QUESTION :
How do you join two datasets in excel from time-series, but the observations have been made at different times. How would you combine the observations in one table with the second?
Example:
table 1:
+---------+-------+
| date | price |
+---------+-------+
| 1/14/96 | 1.95 |
+---------+-------+
| 1/19/96 | 1.97 |
+---------+-------+
| 1/22/96 | 2.01 |
+---------+-------+
table 2:
+---------+--------+
| date | demand |
+---------+--------+
| 1/10/96 | 400 |
+---------+--------+
| 1/19/96 | 300 |
+---------+--------+
| 1/25/96 | 200 |
+---------+--------+
So that the desired result is either this:
table 3:
+---------+-------+--------+
| date | price | demand |
+---------+-------+--------+
| 1/10/96 | | 400 |
+---------+-------+--------+
| 1/14/96 | 1.95 | |
+---------+-------+--------+
| 1/19/96 | 1.97 | 300 |
+---------+-------+--------+
| 1/22/96 | 2.01 | |
+---------+-------+--------+
| 1/25/96 | | 200 |
+---------+-------+--------+
Or this:
table 4:
+---------+-------+--------+
| date | price | demand |
+---------+-------+--------+
| 1/19/96 | 1.97 | 300 |
+---------+-------+--------+
ANSWER :
There are several ways you could do this. How messy a job it is depends on whether or not you have duplicate dates in your table or common dates between them. My first thought is an INDEX/MATCH approach. Here’s what I would do if I were trying to do it with your example tables:
- Put table 1 in sheet 1, starting at cell A1, and table 2 in sheet 2, starting again at cell A1.

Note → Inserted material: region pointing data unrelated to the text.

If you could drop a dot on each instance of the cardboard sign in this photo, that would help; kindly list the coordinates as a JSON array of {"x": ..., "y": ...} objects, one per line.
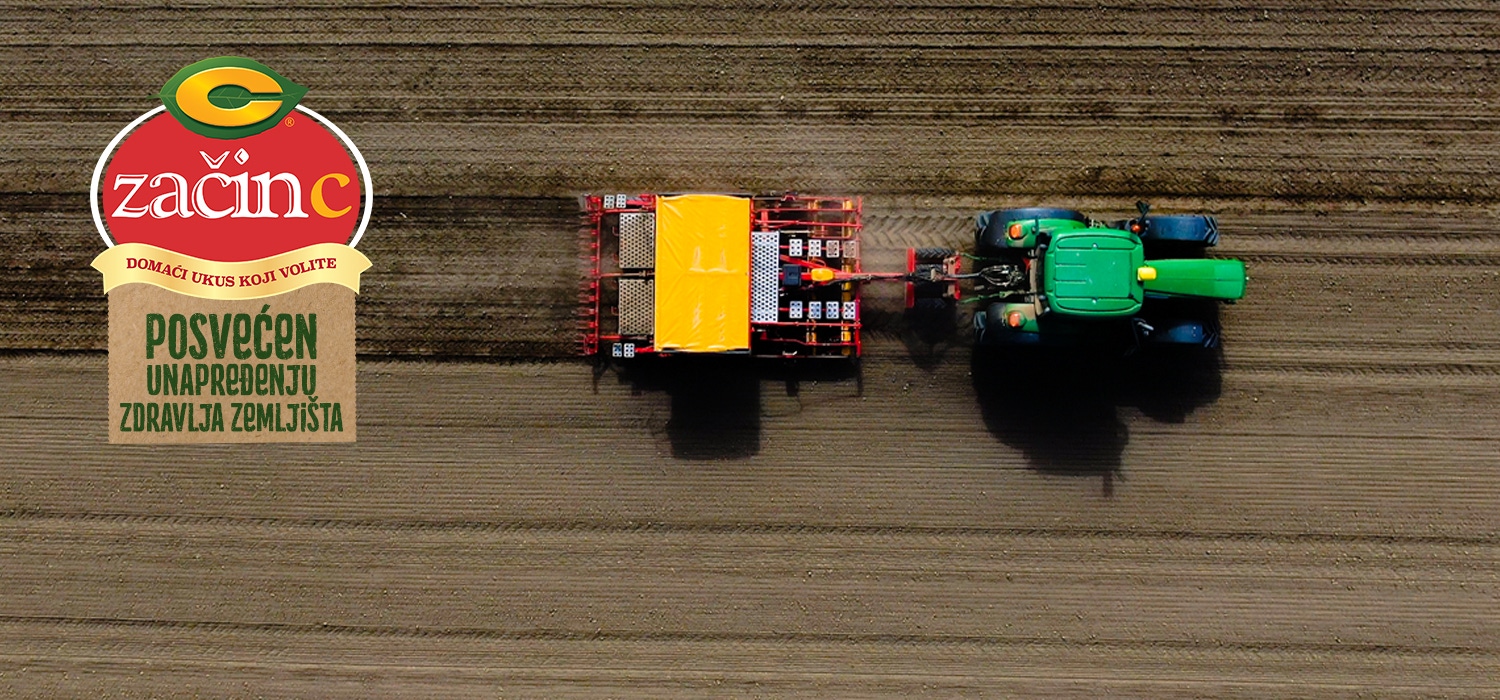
[{"x": 230, "y": 218}]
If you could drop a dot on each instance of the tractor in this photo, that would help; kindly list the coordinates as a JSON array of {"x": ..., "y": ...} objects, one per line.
[{"x": 1055, "y": 278}]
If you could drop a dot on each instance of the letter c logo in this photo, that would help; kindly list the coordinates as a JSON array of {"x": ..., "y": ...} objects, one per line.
[
  {"x": 230, "y": 98},
  {"x": 192, "y": 96}
]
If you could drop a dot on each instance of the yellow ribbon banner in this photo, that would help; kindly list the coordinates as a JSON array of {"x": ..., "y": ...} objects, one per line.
[{"x": 230, "y": 281}]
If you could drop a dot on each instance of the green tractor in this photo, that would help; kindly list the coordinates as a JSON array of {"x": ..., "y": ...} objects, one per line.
[{"x": 1052, "y": 276}]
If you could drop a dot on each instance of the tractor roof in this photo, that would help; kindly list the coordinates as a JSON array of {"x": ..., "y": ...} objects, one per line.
[{"x": 1091, "y": 272}]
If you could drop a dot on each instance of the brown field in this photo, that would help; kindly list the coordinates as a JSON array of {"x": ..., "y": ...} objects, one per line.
[{"x": 1314, "y": 514}]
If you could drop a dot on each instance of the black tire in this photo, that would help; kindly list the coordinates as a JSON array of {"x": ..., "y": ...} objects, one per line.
[
  {"x": 933, "y": 254},
  {"x": 989, "y": 236},
  {"x": 1182, "y": 230}
]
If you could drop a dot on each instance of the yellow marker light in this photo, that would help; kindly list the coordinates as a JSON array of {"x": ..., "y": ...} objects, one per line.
[{"x": 192, "y": 96}]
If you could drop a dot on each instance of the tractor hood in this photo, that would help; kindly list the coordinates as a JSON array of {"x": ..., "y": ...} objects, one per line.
[{"x": 1092, "y": 273}]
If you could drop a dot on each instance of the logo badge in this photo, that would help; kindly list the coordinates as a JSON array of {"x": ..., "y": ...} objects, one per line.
[
  {"x": 230, "y": 98},
  {"x": 230, "y": 215}
]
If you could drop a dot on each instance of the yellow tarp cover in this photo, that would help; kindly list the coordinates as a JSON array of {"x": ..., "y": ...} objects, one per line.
[{"x": 702, "y": 291}]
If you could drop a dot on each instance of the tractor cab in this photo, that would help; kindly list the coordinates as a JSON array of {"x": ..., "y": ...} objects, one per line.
[{"x": 1094, "y": 272}]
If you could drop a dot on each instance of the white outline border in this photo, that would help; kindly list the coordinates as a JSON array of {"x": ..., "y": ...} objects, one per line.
[{"x": 359, "y": 159}]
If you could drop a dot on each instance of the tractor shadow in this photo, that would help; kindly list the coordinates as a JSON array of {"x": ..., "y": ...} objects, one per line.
[
  {"x": 716, "y": 403},
  {"x": 1062, "y": 408}
]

- Create the column headers for table 3 in sheet 3.
- Copy the dates from table 1 into table 3. Then copy the dates from table 2 to the bottom of the list you put in table 3. Now you have the dates from both in one column.
Now, in table 3: -
In the price column, use a formula along the lines of
=INDEX(Sheet1!$B$2:$B$4,MATCH(Sheet3!A2,Sheet1!$A$2:$A$4,0))
This pulls the price from the corresponding value in sheet 1.
-
In the demand column, use a formula along the lines of
=INDEX(Sheet2!$B$2:$B$4,MATCH(Sheet3!A2,Sheet2!$A$2:$A$4,0))
This pulls the demand from the corresponding value in sheet 2.
What you’ll get is a table that looks like your Table 3, but with some duplicate rows. You can use the Data – Data Tools – Remove Duplicates feature to clean it up.
This may not be a perfect fit for your issue, but hopefully it’s a starting point.